By implementing feature flags, we tested the new feature internally before releasing it to a subset of users. We gradually increased the number of users as we gained confidence in the feature's stability.
This also provided us with a fallback to the old implementation in case of any issue with the newly deployed service.
Observability and operation scripts
Having observability and operation scripts ready before release is essential for ensuring a smooth deployment process.
We created custom operational scripts to mimic the user behaviour to test the functionality and automate common operations tasks. This enables us to quickly detect and respond to issues, reducing downtime and improving the overall customer experience.
Also, we created a few important metrics — system CPU and memory usage, request success and failures count, etc. — for our monitoring system and enabled logging for observability of the new service.
Implementing parallel run
The parallel run is the practice of keeping an old system operational after launching a new one. The term "parallel operation" refers to the practice of running both the old and new systems concurrently for some time until there is enough assurance that the new system is reliable and effective. A reconciliation process generally accompanies it to validate the data.

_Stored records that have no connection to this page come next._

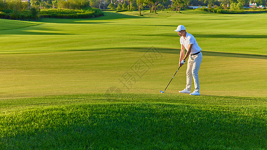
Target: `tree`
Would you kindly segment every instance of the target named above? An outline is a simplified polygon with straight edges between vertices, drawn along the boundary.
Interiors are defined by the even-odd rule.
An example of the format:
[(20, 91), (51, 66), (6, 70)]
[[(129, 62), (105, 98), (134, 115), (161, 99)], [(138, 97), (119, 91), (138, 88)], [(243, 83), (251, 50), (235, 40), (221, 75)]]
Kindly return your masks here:
[(118, 6), (117, 7), (117, 10), (122, 10), (122, 6), (121, 4), (118, 4)]
[(173, 0), (172, 2), (173, 3), (173, 6), (175, 8), (176, 12), (179, 11), (179, 12), (180, 12), (181, 8), (183, 4), (182, 0)]
[(91, 8), (98, 8), (101, 4), (100, 0), (90, 0), (89, 2), (90, 6)]
[(111, 10), (113, 10), (115, 8), (115, 6), (114, 4), (113, 3), (111, 3), (109, 4), (109, 6), (108, 6), (108, 8), (110, 8)]
[(144, 4), (145, 5), (148, 6), (149, 7), (149, 10), (150, 10), (150, 12), (151, 12), (152, 10), (152, 6), (153, 6), (153, 4), (154, 4), (153, 0), (144, 0)]
[(36, 8), (40, 6), (41, 0), (31, 0), (31, 6)]
[(122, 9), (123, 10), (127, 10), (128, 9), (127, 8), (127, 4), (126, 3), (124, 3), (122, 4)]
[(133, 0), (128, 0), (128, 2), (129, 2), (129, 5), (128, 6), (128, 8), (129, 9), (129, 11), (131, 10), (131, 4)]
[(0, 10), (5, 9), (5, 2), (3, 0), (0, 0)]
[(138, 6), (138, 11), (139, 12), (139, 16), (141, 16), (141, 10), (144, 4), (144, 0), (137, 0), (136, 2), (137, 3), (137, 6)]

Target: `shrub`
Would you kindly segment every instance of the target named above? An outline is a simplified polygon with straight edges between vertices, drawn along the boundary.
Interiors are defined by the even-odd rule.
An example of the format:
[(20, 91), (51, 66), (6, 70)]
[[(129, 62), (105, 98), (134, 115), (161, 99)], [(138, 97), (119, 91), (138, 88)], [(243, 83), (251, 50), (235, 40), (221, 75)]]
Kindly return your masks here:
[(87, 0), (59, 0), (57, 8), (62, 9), (80, 10), (88, 6), (89, 1)]
[[(84, 10), (71, 9), (44, 9), (38, 12), (38, 9), (32, 8), (29, 10), (16, 12), (6, 10), (7, 12), (0, 12), (0, 18), (19, 20), (35, 20), (39, 18), (92, 18), (104, 15), (98, 8), (88, 8)], [(39, 14), (38, 15), (38, 12)]]

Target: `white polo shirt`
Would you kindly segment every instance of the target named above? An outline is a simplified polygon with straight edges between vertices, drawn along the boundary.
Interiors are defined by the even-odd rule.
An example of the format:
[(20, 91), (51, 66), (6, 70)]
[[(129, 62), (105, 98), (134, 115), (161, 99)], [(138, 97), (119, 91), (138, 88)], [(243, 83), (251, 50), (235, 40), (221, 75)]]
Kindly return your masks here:
[(185, 49), (188, 50), (188, 45), (193, 44), (192, 46), (192, 49), (191, 49), (191, 54), (194, 54), (197, 53), (198, 52), (201, 50), (201, 48), (199, 47), (196, 40), (195, 38), (195, 37), (193, 36), (191, 34), (186, 32), (186, 36), (185, 36), (185, 38), (183, 36), (181, 36), (180, 38), (180, 44), (181, 45), (183, 45)]

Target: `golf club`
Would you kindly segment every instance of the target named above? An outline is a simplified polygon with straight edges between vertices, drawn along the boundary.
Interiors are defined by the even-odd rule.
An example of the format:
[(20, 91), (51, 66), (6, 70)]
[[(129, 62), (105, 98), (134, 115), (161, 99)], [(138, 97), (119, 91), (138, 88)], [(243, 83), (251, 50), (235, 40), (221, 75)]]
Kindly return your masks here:
[[(183, 60), (182, 61), (182, 62), (181, 62), (182, 64), (184, 64), (185, 62), (185, 61), (184, 60)], [(176, 72), (175, 72), (175, 74), (174, 74), (174, 75), (173, 75), (173, 76), (172, 76), (172, 78), (171, 78), (171, 80), (170, 81), (170, 82), (169, 82), (169, 84), (168, 84), (168, 86), (167, 86), (167, 87), (166, 87), (166, 88), (165, 88), (164, 90), (164, 91), (162, 91), (162, 90), (160, 90), (160, 92), (161, 93), (164, 93), (164, 92), (165, 91), (166, 89), (167, 89), (167, 88), (168, 88), (168, 86), (169, 86), (169, 84), (170, 84), (170, 83), (171, 82), (171, 80), (172, 80), (172, 79), (173, 78), (173, 77), (174, 77), (174, 76), (175, 76), (175, 74), (176, 74), (176, 73), (177, 73), (177, 72), (178, 72), (178, 70), (179, 70), (179, 69), (181, 67), (181, 66), (180, 66), (179, 67), (179, 68), (178, 68), (178, 70), (177, 70)]]

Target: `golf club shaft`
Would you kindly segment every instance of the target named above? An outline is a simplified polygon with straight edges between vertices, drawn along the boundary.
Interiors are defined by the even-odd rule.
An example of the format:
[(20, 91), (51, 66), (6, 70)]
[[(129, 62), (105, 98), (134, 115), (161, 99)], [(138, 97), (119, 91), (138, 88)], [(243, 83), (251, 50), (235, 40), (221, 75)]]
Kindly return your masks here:
[(173, 78), (173, 77), (174, 77), (174, 76), (175, 76), (175, 74), (176, 74), (177, 72), (178, 72), (178, 70), (179, 70), (179, 69), (180, 68), (180, 67), (181, 67), (181, 66), (180, 66), (179, 67), (179, 68), (178, 68), (178, 70), (177, 70), (176, 72), (175, 72), (175, 74), (174, 74), (174, 75), (173, 75), (173, 76), (172, 76), (172, 78), (171, 78), (171, 80), (170, 81), (170, 82), (169, 82), (169, 84), (168, 84), (168, 86), (167, 86), (167, 87), (166, 87), (166, 88), (165, 88), (164, 91), (163, 92), (165, 92), (165, 90), (166, 90), (166, 89), (167, 89), (167, 88), (168, 88), (168, 86), (169, 86), (169, 84), (170, 84), (170, 83), (171, 82), (171, 80), (172, 80), (172, 79)]

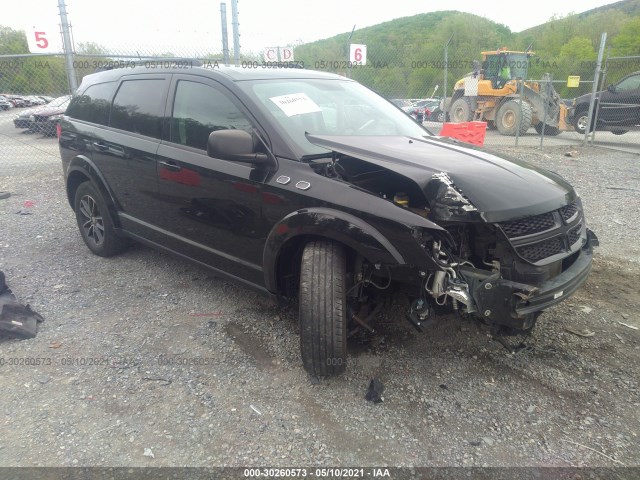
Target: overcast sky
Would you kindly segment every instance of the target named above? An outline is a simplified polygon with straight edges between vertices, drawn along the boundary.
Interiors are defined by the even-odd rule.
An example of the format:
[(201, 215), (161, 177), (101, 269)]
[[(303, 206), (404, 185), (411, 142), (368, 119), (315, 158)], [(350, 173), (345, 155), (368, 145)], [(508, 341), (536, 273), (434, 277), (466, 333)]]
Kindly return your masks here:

The parallel run is best used for calls that don’t change the state (read-only) calls.
We implemented a parallel run to send the read-only user requests to both existing and new services. By adopting this practice, we covered a few minor implementation issues in terms of differences in functionality between the services.
Did we face issues?
Oh, yes! We faced a few issues. Luckily, they were all internal — not client-facing — due to implementing the above techniques.
A few issues we encountered:
- We faced network issues between the calling service and the new service during our testing.
- We missed one mapping issue in the code, resulting in errors in a valid response.
- Even after implementing all these, we had one memory issue where we had to fall back on old service for some time (load testing would have helped).
Conclusion
Achieving operational excellence is an ongoing process, requiring a continuous focus on identifying and eliminating waste, reducing errors, and optimising workflows. By adopting a deploy first, release later philosophy, implementing feature flags, having observability and operation scripts ready before release, and implementing parallel runs when needed, our team has been able to streamline our development process and deliver a better customer experience. These techniques have enabled us to reduce downtime, catch issues early in the development process, and experiment with new features, all while maintaining a stable and reliable system.
Key takeaways
- Operational excellence is about mindset as much as it is about techniques.
- Documenting before implementation saves a lot of time in the long run.
- Use parallel run with caution, preferably for read-only operations.
- Lastly, don't follow the above practices blindly, use your judgment.